Page 105 of Absinthe Minded

Evelyn’s shoulders slumped, and for the first time since I’d met her, she looked her age. “I pray we will all live to see the day.”

“I have faith in your son.”

33

Maggie

Daliaand I sat at Shanna’s kitchen table, which had been turned into a makeshift salon. Piles of makeup, hair accessories and styling tools lay in disarray on every level surface in the small space.

“Let me get this straight. He hired a wait staff, took you to a private courtyard, wined and dined you, then you went home alone?” Dahlia shook her head.

“Pretty much.” I sighed, trying to be still while Stephen pinned a curl in place.

“Forget that. I’m pissed Papa Joe killed your article. What ever happened to free speech?” Shanna’s mouth moved, but the rest of her remained still as her stylist glued a thick row of false lashes in place.

I had mixed feelings about the violation of my constitutional rights. In truth, I’d written the article for an audience of two, Evelyn and Joe Marchionni. “I don’t care about the article. I need to set things right with Gabe.”

Dahlia sighed. “I still don’t understand what happened. What did you argue about?”

I couldn’t exactly tell them the details of the conversation, and I had to give them something or Shanna would keep digging. I went with the next obvious explanation. “I told him I had Chantal investigated.”

“This Chantal woman had a husband who killed himself because the Marchionni Corporation took his business out from under him?” Stephen made a clucking sound with his tongue, as he wound a chunk of my hair around the curling iron.

“Pretty much, though we don’t know for sure why he killed himself.” I turned my head a fraction, and Stephen yanked my hair. “Ouch.”

“Beauty is pain. Be still.” He jabbed a bobby pin into my scalp.

“So what? He slept with a married woman?” Stephen took a step back admiring his work.

“Not unless the relationship lasted longer than he says.” Shanna sprayed enough hair spray to mortar a brick wall.

“I don’t care if he slept with a married woman. I mean, he isn’t the one who broke a vow, right?” I glanced between them.

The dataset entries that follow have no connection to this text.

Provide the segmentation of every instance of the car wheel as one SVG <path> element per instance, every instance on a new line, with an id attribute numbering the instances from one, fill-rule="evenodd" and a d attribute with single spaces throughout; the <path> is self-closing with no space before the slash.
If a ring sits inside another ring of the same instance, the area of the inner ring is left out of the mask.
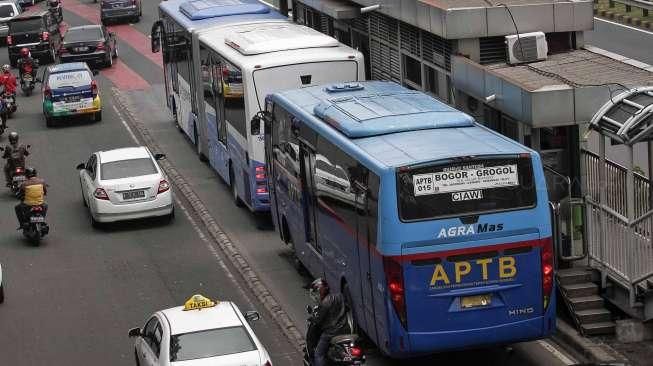
<path id="1" fill-rule="evenodd" d="M 88 203 L 86 203 L 86 196 L 84 195 L 84 186 L 82 185 L 82 180 L 79 180 L 79 189 L 82 192 L 82 203 L 84 204 L 84 207 L 88 207 Z"/>
<path id="2" fill-rule="evenodd" d="M 55 63 L 57 61 L 57 52 L 54 50 L 54 47 L 50 48 L 50 62 Z"/>
<path id="3" fill-rule="evenodd" d="M 136 366 L 141 366 L 141 361 L 138 360 L 138 352 L 134 349 L 134 359 L 136 360 Z"/>
<path id="4" fill-rule="evenodd" d="M 0 304 L 5 302 L 5 289 L 4 287 L 0 286 Z"/>
<path id="5" fill-rule="evenodd" d="M 32 0 L 31 5 L 34 6 L 36 4 L 36 0 Z"/>
<path id="6" fill-rule="evenodd" d="M 45 116 L 45 125 L 47 127 L 53 127 L 54 126 L 54 118 Z"/>
<path id="7" fill-rule="evenodd" d="M 88 216 L 91 218 L 92 228 L 99 229 L 102 226 L 102 224 L 99 221 L 95 220 L 95 217 L 93 217 L 93 213 L 91 212 L 91 210 L 88 210 Z"/>
<path id="8" fill-rule="evenodd" d="M 349 331 L 353 334 L 358 334 L 358 322 L 356 321 L 356 313 L 354 312 L 353 300 L 351 298 L 351 292 L 349 291 L 349 285 L 345 283 L 342 287 L 342 294 L 345 298 L 345 304 L 347 306 L 347 325 L 349 326 Z"/>
<path id="9" fill-rule="evenodd" d="M 175 206 L 172 206 L 172 212 L 165 217 L 165 223 L 170 224 L 175 220 Z"/>
<path id="10" fill-rule="evenodd" d="M 13 58 L 13 57 L 9 57 L 9 64 L 11 65 L 11 67 L 18 66 L 18 59 Z"/>
<path id="11" fill-rule="evenodd" d="M 93 120 L 94 120 L 95 122 L 100 122 L 100 121 L 102 121 L 102 111 L 99 111 L 99 112 L 95 112 L 95 113 L 93 113 Z"/>
<path id="12" fill-rule="evenodd" d="M 243 201 L 238 197 L 238 188 L 236 187 L 236 179 L 234 178 L 234 170 L 229 167 L 229 185 L 231 186 L 231 197 L 236 207 L 242 207 Z"/>
<path id="13" fill-rule="evenodd" d="M 111 54 L 109 54 L 109 57 L 108 57 L 108 59 L 107 59 L 107 61 L 106 61 L 105 66 L 106 66 L 106 67 L 111 67 L 111 66 L 113 66 L 113 57 L 111 57 Z"/>
<path id="14" fill-rule="evenodd" d="M 118 45 L 115 45 L 113 49 L 113 58 L 118 58 Z"/>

“Right.” Stephen grinned and moved in front of me to put the finishing touches on my makeup. “Spoken like a woman in love defending her man.”

“Wrong,” Shanna added.

“You’re actually going to marry him?” Shanna asked, incredulously.

“Of course she is,” Dalia said, opening her eyes wide to free her natural lashes from the glue.

“If he’ll have me.” I glanced at the diamond on my finger.

“Honey, stop worrying about it. You’re going to kiss and have hot, make up sex.” Stephen grinned.

“Easier said than done.” I surveyed my reflection, hardly recognizing myself. The new shade of blonde and a heavy amount of makeup made my eyes look bluer. Stephen had darkened my eyebrows and used a pale pink shimmer on my lips. I held the silver mask in place, surprised that it didn’t get in the way of my mile-long lashes.

Looking rather proud of himself, he folded his arms. “Time to get dressed, princess. We can’t have you late to the ball.”

* * *

The limo inchedup the street leading to the Marchionni’s mansion. Unlike the last time I’d visited, this time I had an invitation.

I’d spoken to Evelyn several times since our chat in the limo. While she still insisted the old-world ways were best, she conceded on several points, including allowing her sons to handle their finances.

I wasn’t naïve enough to believe she could talk Papa Joe into renouncing his ties to the mafia, but I trusted her to do what was right for family—and that gave me hope.

I peeked out the window at the costumed people milling about the portico. It reminded me of a scene straight out of Venice, minus the canals, of course.